The book uses visual profiler but because I have a newer GPU, I need to use Nsight compute.

This is the kernel:

__global__ void matrix_transpose_shared(int* input, int* output) {

	__shared__ int sharedMemory[BLOCK_SIZE][BLOCK_SIZE];

	// global index	
	int indexX = threadIdx.x + blockIdx.x * blockDim.x;
	int indexY = threadIdx.y + blockIdx.y * blockDim.y;

	// transposed global memory index
	int tindexX = threadIdx.x + blockIdx.y * blockDim.x;
	int tindexY = threadIdx.y + blockIdx.x * blockDim.y;

	// local index
	int localIndexX = threadIdx.x;
	int localIndexY = threadIdx.y;

	int index = indexY * N + indexX;
	int transposedIndex = tindexY * N + tindexX;

	// reading from global memory in coalesed manner and performing tanspose in shared memory
	sharedMemory[localIndexX][localIndexY] = input[index];


	// writing into global memory in coalesed fashion via transposed data in shared memory
	output[transposedIndex] = sharedMemory[localIndexY][localIndexX];

When I profile my code in Nsight Compute, it doesn’t even give me a warning around the memory workload analyses…

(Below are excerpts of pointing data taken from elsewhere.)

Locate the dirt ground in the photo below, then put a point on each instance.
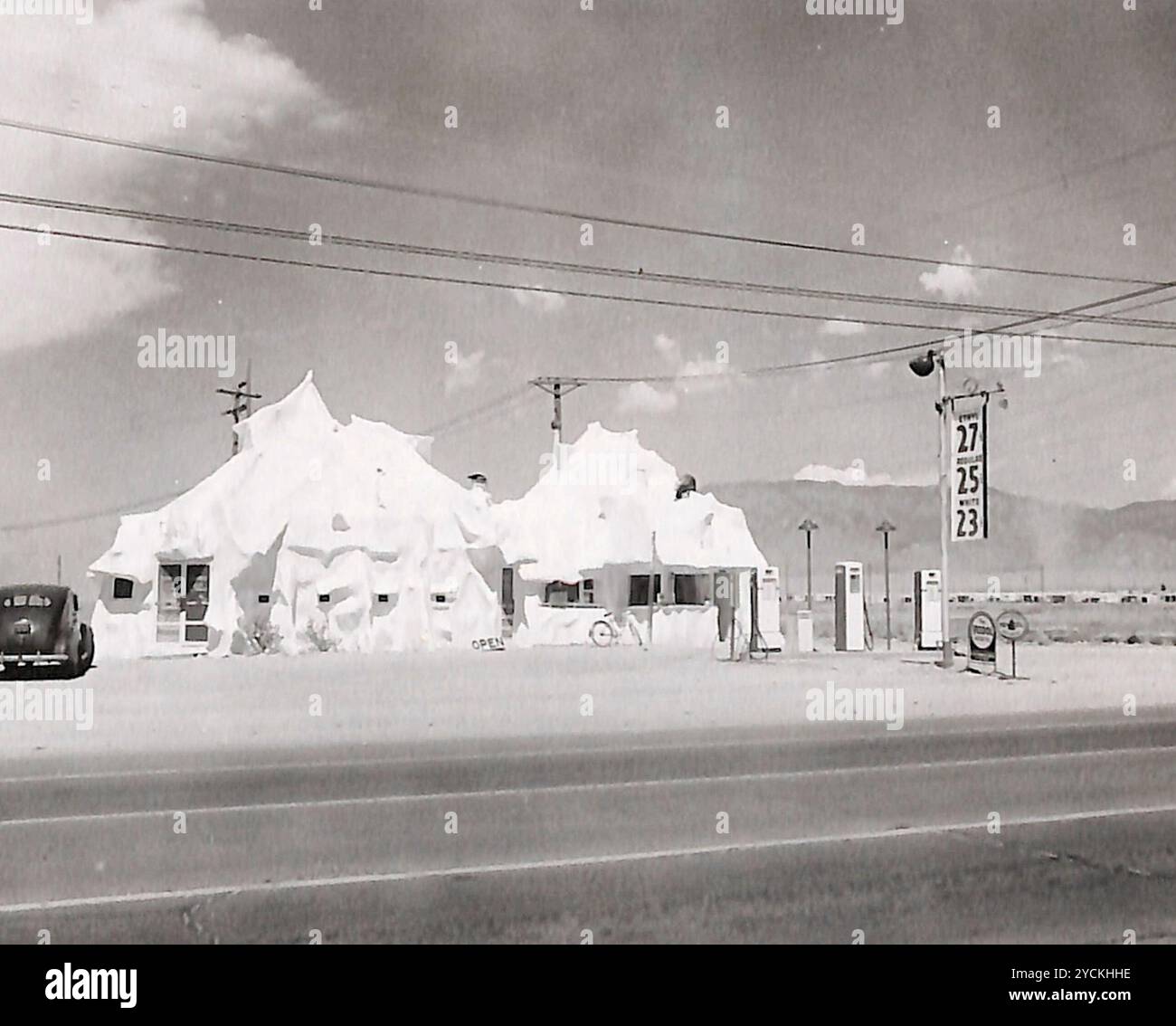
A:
(204, 704)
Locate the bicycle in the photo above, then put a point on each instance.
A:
(607, 631)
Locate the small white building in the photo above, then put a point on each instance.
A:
(316, 536)
(603, 516)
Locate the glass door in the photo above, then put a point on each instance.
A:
(183, 603)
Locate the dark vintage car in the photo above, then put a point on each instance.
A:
(40, 630)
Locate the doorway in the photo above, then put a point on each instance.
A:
(183, 603)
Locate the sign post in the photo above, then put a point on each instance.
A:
(969, 474)
(1012, 626)
(981, 641)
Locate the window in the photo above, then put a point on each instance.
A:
(561, 594)
(692, 590)
(639, 588)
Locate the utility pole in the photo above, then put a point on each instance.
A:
(948, 657)
(557, 387)
(808, 526)
(886, 527)
(242, 402)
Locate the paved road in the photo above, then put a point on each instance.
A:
(806, 834)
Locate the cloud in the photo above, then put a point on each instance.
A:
(855, 476)
(539, 300)
(465, 371)
(842, 328)
(124, 75)
(694, 376)
(642, 398)
(951, 280)
(704, 375)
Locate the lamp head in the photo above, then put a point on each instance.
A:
(924, 365)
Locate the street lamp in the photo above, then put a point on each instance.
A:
(922, 367)
(808, 526)
(886, 527)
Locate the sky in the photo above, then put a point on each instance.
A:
(830, 122)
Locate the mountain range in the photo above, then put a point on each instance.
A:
(1033, 545)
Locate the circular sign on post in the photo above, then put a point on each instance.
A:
(1012, 625)
(981, 638)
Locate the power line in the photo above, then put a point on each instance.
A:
(561, 266)
(514, 395)
(534, 289)
(539, 208)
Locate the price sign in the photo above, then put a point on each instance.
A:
(981, 639)
(969, 476)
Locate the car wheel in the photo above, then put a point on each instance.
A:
(85, 650)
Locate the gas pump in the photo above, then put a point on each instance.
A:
(849, 608)
(928, 611)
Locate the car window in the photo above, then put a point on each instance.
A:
(33, 602)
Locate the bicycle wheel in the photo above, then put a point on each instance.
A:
(602, 634)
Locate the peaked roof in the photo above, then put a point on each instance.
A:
(327, 486)
(601, 500)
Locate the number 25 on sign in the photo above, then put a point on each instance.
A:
(969, 474)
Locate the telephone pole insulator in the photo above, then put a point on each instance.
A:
(242, 403)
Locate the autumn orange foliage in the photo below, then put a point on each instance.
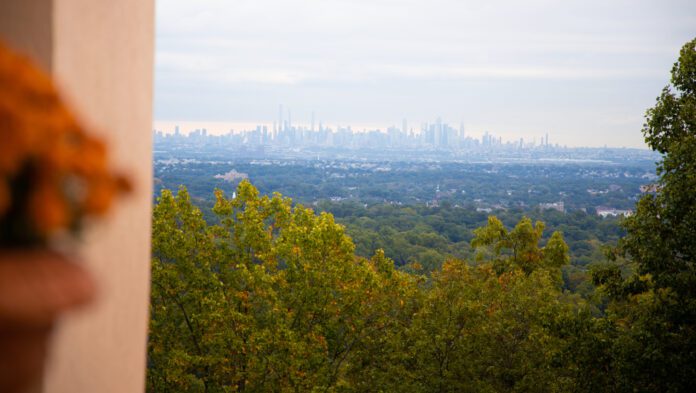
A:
(53, 173)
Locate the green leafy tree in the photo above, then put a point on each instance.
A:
(654, 309)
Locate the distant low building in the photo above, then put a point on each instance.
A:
(649, 188)
(604, 212)
(232, 176)
(559, 206)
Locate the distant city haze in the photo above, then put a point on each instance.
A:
(582, 71)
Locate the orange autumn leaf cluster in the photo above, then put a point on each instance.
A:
(51, 169)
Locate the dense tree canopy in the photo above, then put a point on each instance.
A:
(655, 308)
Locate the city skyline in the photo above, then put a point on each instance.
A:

The only warning that comes close is in the source counters where I get a warning around uncoalesced shared access.
The purpose of this sample was to solve the problem of uncoalesced access in the global memory, so that’s why the sample moved to shared memory…

While it’s true you don’t get an explicit warning, if you expand the “Memory Workload Analysis” section, you will see conflicts listed in the Shared Memory section.